Après votre transfert en Hexagone, d'autres prisonniers ont eux aussi été transférés…
« Jusqu'ici nous avons été méprisés par la droite locale, mais ses postures jusqu'au-boutistes fatiguent tout le monde »« Tout à fait. Cela concernerait une soixantaine de prisonniers4, principalement de droit commun, enfermés au Camp Est, la prison de Nouméa construite sur l'ancien bagne. À ma connaissance, ils ont été transférés pour la plupart sans préavis ni consentement. J'imagine qu'il y avait urgence à désengorger le Camp Est, complètement surpeuplé5, pour pouvoir écrouer les Kanak qui s'étaient révoltés en mai 2024. Mais d'après les services de l'État, ces prisonniers étaient associés à la mutinerie qui a eu lieu à la même période. Il s'agirait donc d'une sorte de punition. L'exil carcéral a de toute façon toujours été une vieille ficelle de l'Empire colonial. L'État français y a très largement eu recours, et dans les deux sens : les Communards, les Algériens et les opposants des quatre coins de l'Empire étaient envoyés chez nous au bagne, tandis que les gens d'ici étaient expédiés vers d'autres cieux. »
Une année après les révoltes de mai 2024, la notion de « destin commun », inscrite dans les accords de Nouméa, vous semble-t-elle toujours viable ?

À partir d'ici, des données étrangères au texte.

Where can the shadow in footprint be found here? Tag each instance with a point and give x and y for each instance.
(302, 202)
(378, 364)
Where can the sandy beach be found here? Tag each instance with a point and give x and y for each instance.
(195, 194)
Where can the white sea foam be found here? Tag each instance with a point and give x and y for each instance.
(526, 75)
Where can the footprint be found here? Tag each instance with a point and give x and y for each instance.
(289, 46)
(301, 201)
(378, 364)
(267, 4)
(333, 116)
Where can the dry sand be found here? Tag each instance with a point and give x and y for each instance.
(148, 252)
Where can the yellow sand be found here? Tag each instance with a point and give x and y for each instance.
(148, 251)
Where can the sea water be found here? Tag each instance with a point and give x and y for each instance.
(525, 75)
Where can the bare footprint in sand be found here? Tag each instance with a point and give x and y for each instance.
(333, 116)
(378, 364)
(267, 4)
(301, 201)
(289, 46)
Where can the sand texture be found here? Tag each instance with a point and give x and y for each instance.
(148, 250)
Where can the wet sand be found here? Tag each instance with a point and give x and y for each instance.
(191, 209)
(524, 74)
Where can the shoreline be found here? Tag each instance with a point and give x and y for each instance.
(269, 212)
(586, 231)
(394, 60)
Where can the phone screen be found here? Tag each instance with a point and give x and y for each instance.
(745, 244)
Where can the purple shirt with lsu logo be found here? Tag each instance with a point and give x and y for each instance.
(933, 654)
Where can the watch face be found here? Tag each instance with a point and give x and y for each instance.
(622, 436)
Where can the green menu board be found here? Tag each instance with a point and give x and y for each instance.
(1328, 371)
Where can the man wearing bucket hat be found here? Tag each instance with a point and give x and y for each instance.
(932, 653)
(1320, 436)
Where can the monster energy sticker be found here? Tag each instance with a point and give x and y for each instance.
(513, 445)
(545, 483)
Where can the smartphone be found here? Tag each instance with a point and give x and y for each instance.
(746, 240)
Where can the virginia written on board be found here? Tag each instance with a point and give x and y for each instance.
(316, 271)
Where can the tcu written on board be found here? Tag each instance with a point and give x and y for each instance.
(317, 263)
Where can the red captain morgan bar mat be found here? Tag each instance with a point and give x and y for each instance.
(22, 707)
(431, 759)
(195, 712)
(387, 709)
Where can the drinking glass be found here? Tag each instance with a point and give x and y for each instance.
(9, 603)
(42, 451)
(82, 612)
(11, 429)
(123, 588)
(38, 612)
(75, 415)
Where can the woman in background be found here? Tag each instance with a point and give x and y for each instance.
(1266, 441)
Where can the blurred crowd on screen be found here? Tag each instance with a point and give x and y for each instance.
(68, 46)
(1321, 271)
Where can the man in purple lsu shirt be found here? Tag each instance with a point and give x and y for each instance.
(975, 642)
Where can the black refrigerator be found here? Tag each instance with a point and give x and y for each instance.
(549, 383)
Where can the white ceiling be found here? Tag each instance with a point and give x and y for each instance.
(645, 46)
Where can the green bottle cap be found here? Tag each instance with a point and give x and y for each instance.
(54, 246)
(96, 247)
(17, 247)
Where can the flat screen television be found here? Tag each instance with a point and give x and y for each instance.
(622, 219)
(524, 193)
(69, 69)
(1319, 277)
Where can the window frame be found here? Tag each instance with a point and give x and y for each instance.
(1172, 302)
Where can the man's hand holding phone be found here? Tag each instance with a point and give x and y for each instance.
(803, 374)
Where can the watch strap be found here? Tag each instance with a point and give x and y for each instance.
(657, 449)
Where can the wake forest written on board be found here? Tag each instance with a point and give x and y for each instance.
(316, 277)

« C'est le chemin sur lequel on s'est engagés, nous, indépendantistes, depuis au moins les années 1980, lorsque nous parlions des “victimes de l'histoire”. Ces victimes sont les populations non kanak installées dans l'archipel du fait de la colonisation française, souvent sans en avoir eu le choix. Les descendants des bagnards, les travailleurs sous contrat venus d'Asie et soumis au régime de l'indigénat... Jusqu'ici nous avons été méprisés par la droite locale, mais ses postures jusqu'au-boutistes fatiguent tout le monde. L'élection de Tjibaou en est un exemple : les Kanak n'ont pas été les seuls à voter pour lui ! Les gens comprennent de plus en plus que, même si notre combat est celui de la dignité des Kanak et du droit à l'indépendance, nous sommes prêts à faire peuple avec tout le monde. »
Propos recueillis par Gaëlle Desnos
1 Les accords de Nouméa, signé le 5 mai 1998 entre l'État, les indépendantistes du FLNKS et les non-indépendantistes, prévoyaient la tenue de trois référendums d'autodétermination. Pour garantir un minimum de poids politique au peuple autochtone kanak, le corps électoral a été restreint aux natifs de l'archipel et aux résidents présents avant 1998.
2 Dans la période, plus de 2 000 militaires ont opéré sur place, soit un pour 117 habitants selon Le Monde.
3 Lire l'article de Benoît Godin et Rémi Carayol : « Nouvelle-Calédonie : le calvaire des “déportés” anonymes », Mediapart (17/05/2025).
4 Dans son n°125, la revue Dedans Dehors a croisé la liste établie par le collectif Solidarité Kanaky et celle de l'Observatoire international des prisons : au total 63 personnes auraient été concernées entre juin et novembre 2024.
5 En décembre 2024, les taux d'occupation au quartier de la maison d'arrêt s'établissaient à 157,1 % et à 148, 5 % au quartier du centre de détention. Après les révoltes de mai, ces taux étaient respectivement montés à 182,5 % et 159,6 %.